Commercial Food Waste Disposal Bans

Massachusetts will be the latest state to put in place a statewide ban on disposing of commercial food waste. The new regulation is expected to begin on October 1 of 2014.

The goal of the new regulation is designed to keep food waste from landfills and instead use it for energy-generating purposes and for creating composting. The Department of Environmental Protection for the state of Massachusetts will be in charge of enforcement for the ban.

The new rules will require any business that disposes a minimum of one ton of organic materials, including food scraps, each week to re-purpose or donate any usable food in that amount being disposed of. All remaining food waste that is not fit for human consumption will be sent for anaerobic digestion to be used for conversion to energy, or for use in composting and animal-feeding facilities.

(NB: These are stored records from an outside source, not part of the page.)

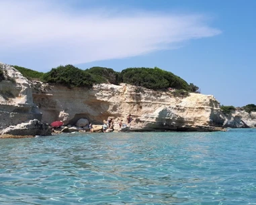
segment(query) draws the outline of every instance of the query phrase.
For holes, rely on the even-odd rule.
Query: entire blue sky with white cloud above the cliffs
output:
[[[0,62],[155,66],[221,105],[256,104],[256,1],[0,0]]]

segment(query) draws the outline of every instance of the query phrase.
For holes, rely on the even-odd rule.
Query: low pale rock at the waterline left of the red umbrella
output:
[[[41,123],[37,119],[31,120],[28,123],[21,123],[15,126],[10,126],[2,131],[0,131],[1,135],[51,135],[49,125]]]

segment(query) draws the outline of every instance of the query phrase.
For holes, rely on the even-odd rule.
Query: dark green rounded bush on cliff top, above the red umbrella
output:
[[[83,86],[91,88],[94,83],[101,83],[93,79],[93,76],[89,72],[76,68],[73,65],[52,68],[50,72],[43,74],[41,80],[43,82],[62,84],[69,88]]]

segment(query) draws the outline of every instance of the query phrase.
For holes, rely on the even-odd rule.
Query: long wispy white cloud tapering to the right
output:
[[[171,49],[221,32],[203,15],[76,12],[61,2],[0,0],[0,54],[35,58],[51,66],[81,64]]]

State officials believe the new food waste disposal ban is necessary for attaining the waste disposal reduction plans the state has enacted. Massachusetts has established a goal to reduce waste by thirty  percent in 2020 and by eighty percent by 2050.

Food waste materials from household and small businesses are currently exempt from the rule. It is expected that the ban will affect close to two thousand large businesses such as grocery store chains, universities, schools, hotels, convention facilities, hospitals, and large restaurants.

WasteCare Wants You to Remember: If your business is producing large amounts of waste food and organic matter, it will pay to start investigating cost-cutting re-use and recycling strategies now. Better to be ahead of the state mandates now than to be struggling to comply later on. The early bird who “goes green” now might also save the most “green” in the long run!